KUCHING: Oil and gas company KNM Group Bhd (KNM) is actively exploring new oil and gas tenders overseas, including liquefied natural gas (LNG) in Australia and Papua New Guinea (PNG).AmResearch Sdn Bhd (AmResearch) in a company report cited that KNM might bid for more contracts in other countries to replenish its orderbook.
It noted that the group’s net orderbook has declined from RM2.4 billion as at September 30, 2009 to RM2.2 billion currently.
The research firm observed that KNM has just secured new orders worth RM143 million for Impress Ethanol Co Ltd’s bioethanol project in Chachaengsao, Thailand.
The project involved the engineering, procurement, construction and commisioning (EPCC) of a cassava-based bioethanol plant which will have a capacity of 200,000 litres per day. It was reported that the project was expected to be completed within 18 months.
Meanwhile, AmResearch pointed out that KNM also considered a joint venture with China’s largest oil and gas producer and supplier, China National Petroleum Corporation (CNPC), to supply valves for China’s gas and pipeline projects such as the West East Link pipeline. It also noted that CNPC was keen on the valve produced by KNM’s Berlin-based procurement equipment maker Borsig GmbH due to its track record.
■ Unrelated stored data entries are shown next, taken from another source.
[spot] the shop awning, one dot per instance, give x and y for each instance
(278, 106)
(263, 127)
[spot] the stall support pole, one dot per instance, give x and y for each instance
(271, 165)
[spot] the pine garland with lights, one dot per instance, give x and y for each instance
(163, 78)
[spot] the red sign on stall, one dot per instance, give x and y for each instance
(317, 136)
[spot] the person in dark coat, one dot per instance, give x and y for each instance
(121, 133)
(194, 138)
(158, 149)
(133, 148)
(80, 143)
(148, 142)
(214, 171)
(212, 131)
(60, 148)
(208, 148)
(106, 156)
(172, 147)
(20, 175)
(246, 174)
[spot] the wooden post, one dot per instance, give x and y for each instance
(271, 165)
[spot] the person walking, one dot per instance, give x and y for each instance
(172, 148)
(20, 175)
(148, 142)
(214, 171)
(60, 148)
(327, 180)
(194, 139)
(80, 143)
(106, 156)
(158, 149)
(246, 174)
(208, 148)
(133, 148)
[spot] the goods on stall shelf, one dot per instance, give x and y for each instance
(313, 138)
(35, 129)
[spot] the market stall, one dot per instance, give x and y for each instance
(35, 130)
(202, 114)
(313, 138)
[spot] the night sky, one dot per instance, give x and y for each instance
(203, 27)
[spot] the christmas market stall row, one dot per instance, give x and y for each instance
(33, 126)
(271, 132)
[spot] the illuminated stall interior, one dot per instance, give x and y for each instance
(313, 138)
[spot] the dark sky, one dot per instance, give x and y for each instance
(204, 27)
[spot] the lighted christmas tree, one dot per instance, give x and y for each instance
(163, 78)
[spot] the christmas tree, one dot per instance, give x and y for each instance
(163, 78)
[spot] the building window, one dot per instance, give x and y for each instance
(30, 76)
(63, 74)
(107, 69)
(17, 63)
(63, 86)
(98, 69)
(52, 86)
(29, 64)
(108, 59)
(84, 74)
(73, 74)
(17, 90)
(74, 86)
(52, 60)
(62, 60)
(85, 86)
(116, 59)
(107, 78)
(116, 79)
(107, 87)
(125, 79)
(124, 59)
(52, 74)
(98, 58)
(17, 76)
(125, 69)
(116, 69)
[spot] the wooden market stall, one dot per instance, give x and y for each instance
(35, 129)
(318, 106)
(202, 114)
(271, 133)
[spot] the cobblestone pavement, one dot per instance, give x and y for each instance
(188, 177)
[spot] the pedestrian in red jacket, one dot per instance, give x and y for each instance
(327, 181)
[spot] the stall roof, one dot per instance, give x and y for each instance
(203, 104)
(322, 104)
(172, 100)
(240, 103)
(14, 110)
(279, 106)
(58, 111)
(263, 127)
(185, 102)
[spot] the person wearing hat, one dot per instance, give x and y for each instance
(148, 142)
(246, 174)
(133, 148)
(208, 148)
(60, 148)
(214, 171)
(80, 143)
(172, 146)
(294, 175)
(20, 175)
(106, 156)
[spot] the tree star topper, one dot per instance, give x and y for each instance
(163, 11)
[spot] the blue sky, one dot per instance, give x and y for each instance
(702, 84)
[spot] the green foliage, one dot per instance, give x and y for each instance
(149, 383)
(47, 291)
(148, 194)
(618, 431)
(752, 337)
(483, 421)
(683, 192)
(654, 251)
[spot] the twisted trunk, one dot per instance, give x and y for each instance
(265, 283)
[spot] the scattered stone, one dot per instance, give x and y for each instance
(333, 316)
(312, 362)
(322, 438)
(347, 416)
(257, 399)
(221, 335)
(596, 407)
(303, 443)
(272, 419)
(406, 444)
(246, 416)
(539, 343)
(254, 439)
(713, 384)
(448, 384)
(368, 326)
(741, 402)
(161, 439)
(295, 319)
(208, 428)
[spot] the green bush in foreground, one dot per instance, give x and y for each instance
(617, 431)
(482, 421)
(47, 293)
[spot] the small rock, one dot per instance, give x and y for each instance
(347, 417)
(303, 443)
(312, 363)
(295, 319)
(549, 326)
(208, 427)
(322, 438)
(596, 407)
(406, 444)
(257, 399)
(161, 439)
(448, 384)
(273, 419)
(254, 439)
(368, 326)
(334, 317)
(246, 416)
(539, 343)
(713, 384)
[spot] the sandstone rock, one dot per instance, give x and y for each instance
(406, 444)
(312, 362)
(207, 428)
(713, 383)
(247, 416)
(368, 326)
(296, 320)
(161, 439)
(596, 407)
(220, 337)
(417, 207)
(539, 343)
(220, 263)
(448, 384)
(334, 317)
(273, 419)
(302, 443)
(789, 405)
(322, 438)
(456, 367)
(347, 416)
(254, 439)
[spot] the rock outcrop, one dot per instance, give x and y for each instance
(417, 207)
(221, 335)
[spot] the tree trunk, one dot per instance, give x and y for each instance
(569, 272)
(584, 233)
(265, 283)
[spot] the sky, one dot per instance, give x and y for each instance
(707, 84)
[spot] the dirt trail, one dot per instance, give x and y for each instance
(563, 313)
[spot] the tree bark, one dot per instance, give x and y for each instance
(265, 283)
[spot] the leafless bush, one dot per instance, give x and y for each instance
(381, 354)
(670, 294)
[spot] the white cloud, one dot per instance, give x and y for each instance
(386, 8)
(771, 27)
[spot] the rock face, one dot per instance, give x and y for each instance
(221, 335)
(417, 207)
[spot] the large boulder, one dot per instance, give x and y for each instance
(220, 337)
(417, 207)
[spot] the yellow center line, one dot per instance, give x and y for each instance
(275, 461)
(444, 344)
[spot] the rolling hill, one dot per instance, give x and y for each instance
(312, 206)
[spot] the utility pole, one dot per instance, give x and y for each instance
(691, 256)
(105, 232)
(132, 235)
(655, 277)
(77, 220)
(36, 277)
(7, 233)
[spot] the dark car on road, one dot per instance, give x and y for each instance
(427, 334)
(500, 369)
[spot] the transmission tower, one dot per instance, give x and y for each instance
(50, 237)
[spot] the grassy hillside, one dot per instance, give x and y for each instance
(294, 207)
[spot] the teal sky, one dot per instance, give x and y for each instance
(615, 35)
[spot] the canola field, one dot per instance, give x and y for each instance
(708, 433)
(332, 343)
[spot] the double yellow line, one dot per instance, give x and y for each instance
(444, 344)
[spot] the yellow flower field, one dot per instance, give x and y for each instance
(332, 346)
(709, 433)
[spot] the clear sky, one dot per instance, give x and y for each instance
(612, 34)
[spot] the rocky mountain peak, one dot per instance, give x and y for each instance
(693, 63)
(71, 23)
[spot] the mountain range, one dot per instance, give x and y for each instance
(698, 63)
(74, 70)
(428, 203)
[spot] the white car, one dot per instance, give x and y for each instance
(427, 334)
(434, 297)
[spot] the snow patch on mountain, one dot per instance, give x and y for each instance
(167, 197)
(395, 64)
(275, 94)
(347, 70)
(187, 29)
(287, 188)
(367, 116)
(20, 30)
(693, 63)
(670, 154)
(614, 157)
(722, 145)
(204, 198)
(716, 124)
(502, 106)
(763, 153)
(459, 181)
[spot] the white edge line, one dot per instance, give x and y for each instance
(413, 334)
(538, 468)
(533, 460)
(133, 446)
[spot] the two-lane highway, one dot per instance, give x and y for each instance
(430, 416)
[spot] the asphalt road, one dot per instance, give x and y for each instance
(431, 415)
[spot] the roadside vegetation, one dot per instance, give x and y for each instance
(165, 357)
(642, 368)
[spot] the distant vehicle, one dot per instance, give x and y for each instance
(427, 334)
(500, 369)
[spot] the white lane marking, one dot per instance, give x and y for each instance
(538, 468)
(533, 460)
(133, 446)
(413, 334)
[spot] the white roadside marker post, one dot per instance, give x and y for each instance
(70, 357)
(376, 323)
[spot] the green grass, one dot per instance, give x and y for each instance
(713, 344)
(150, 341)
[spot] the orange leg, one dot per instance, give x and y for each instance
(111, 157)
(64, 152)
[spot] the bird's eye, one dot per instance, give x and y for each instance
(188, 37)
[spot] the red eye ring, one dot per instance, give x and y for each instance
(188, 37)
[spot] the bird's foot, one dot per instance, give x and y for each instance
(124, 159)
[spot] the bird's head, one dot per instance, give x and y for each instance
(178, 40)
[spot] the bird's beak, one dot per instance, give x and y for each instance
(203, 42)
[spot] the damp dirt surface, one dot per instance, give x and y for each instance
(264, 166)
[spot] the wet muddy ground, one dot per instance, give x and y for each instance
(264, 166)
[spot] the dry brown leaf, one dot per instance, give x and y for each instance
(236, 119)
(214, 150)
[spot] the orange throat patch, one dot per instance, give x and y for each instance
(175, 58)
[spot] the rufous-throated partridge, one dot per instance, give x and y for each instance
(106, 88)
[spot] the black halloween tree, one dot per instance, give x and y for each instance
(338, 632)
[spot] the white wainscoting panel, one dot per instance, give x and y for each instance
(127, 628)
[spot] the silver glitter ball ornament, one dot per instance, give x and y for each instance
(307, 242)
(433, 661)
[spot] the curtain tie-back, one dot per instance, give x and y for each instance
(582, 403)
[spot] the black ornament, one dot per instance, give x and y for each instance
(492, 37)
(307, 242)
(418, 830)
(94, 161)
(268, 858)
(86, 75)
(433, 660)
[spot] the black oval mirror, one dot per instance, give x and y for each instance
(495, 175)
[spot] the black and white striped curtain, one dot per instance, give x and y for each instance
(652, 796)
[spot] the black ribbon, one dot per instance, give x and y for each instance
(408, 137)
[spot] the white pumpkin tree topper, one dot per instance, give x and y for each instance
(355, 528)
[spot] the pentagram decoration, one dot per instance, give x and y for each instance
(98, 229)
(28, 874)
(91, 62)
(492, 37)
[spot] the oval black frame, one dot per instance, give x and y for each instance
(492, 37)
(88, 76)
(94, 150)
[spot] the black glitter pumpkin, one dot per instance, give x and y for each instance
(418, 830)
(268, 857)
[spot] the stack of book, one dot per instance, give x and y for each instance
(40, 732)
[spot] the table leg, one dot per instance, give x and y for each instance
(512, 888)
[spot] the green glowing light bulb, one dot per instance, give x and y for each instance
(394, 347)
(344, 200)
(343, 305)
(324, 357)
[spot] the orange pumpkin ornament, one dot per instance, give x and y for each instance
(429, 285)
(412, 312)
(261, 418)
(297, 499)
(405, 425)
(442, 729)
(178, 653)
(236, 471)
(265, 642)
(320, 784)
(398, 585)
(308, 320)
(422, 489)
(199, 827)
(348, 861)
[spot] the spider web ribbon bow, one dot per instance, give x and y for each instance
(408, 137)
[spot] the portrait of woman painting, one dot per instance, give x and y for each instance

It stated that these valves were sourced from Schuck and Cameron.
In addition, the research firm also noted that KNM was looking to provide compressors for the gas station to pump the natural gas to the underground bunker for storage apart from the valves to CNPC.
AmResearch also noted that KNM may choose to close some overseas operations to reduce the group’s overheads if new orders remained weak.
Therefore, the research firm reiterated its neutral recommendation on the medium term outlook for KNM. It pegged its share price at RM0.82 per share based on financial year 2010 earnings estimates and price earnings of 13 times.
On the other hand, OSK Research Sdn Bhd (OSK Research) was optimistic that KNM would secure some of the oil and gas contracts in the near future. This included RM500 million to RM600 million from the Verwater Industrial Services (M) Sdn Bhd joint venture, a portion of the jobs from Saudi Aramco to Technip to build a refinery in Jubail Industry City in Saudi Arabia and some potential projects from the Gorgon liquefied natural gas (LNG) plants.
OSK Research believed that these contracts would contribute more significantly to enhance KNM’s earnings. The research firm was confident that given KNM’s global presence and the fact that crude oil was traded at above US$80 per barrel, KNM group would pick up more oil and gas contracts.
It noted that a higher oil price would make commercial sense for KNM’s customers to start up more projects, especially the non-conventional ones as the conventional production was outdated.
Hence, the research firm upgraded KNM’s rating and pegged a target price of RM0.93 per share for its stock.